The other primary legal doctrine sets out that the landlord does not assume any risks derived from the tenant being unable to obtain, or can no longer have, the expected utility of the premises, for reasons beyond the landlord or the property. Therefore, none of the mentioned examples (suspension of the activity carried out in the premises or a severe decrease in turnover as a result of the state of alarm) would mean the breach of the lease agreement by the landlord or the tenant, on the contrary, it would be considered a force majeure event. Thus, it would be possible to think about applying the rebus sic stantibus clause, as long as the previously mentioned legal requirements are met on a case-by-case basis.

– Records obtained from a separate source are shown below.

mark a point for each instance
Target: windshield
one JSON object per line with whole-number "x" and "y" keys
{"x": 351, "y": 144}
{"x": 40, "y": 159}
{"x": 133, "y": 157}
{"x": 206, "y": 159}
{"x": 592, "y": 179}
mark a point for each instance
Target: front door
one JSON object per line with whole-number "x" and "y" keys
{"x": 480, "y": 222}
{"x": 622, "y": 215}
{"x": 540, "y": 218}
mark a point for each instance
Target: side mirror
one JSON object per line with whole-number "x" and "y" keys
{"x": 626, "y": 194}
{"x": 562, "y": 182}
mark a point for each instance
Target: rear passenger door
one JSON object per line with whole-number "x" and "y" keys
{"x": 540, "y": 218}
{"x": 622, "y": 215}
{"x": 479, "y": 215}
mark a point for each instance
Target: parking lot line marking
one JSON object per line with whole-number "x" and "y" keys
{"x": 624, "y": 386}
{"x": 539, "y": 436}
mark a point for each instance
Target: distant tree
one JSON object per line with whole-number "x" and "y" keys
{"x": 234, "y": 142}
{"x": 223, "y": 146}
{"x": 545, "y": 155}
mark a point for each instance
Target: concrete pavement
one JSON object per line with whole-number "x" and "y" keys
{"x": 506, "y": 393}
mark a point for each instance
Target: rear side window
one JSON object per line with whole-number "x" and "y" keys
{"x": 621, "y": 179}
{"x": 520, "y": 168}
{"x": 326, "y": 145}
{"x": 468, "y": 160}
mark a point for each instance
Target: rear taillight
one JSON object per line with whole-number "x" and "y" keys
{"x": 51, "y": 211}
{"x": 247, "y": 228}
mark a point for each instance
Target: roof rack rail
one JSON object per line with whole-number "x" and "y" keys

Because of these issues, the Spanish Government approved RDL 15/2020 to provide a specific legal solution for leased business premises affected by the sanitary crisis, pointing out in the exposition of motives that it would specifically regulate the application of the rebus sic stantibus clause for this kind of contractual relationship. To access the measures introduced by RDL 15/2020, click here.

It is important to stress that the measures adopted by RDL 15/2020 only apply to tenants that are self-employed workers or small and medium businesses, whose activity was interrupted by the state of alarm, or that have seen at least a 75% decrease in their turnover during the calendar month since requesting the suspension of activities.

Additionally, RDL 15/2020 considers a different treatment for tenants based on whether their landlord is a public entity or a large holder. Thus, if the landlord is a public entity or large holder, the tenant may request suspending the payment of the rent during the state of alarm and its extensions and with a maximum of 4 months term. The landlord has to accept this request. With other types of landlords, the renter may request a suspension of the rent, but the lessor is not required to accept such request.

In conclusion, it can be seen that the measures introduced by the Government with the approval of RDL 15/2020 have a more limited scope than those set out by the rebus sic stantibus principle, as it only sets out the moratorium on rent payments, and under no circumstances foresees its reduction or suspension. Also, said measures only provide a solution to tenants that are eligible for these measures, that is self-employed workers or small and medium businesses, and whose landlords are public entities or large holders of property.

Finally, regarding those leases that do not meet the requirements set out to apply for such measures, the RDL 15/2020 does not provide an alternative solution. In this event, the parties would have to reach an agreement to enable the payment of the rent, or they would have to go to court. A judge would then evaluate and, if appropriate, re-establish the balance of the obligations pursuant the lease agreement. Bearing in mind that RDL 15/2020 only foresees a moratorium of the rent as a form of adjustment, this arises the question as to whether the courts will go further and will accept, in some cases, a reduction or suspension of the rent when the law does not provide for it.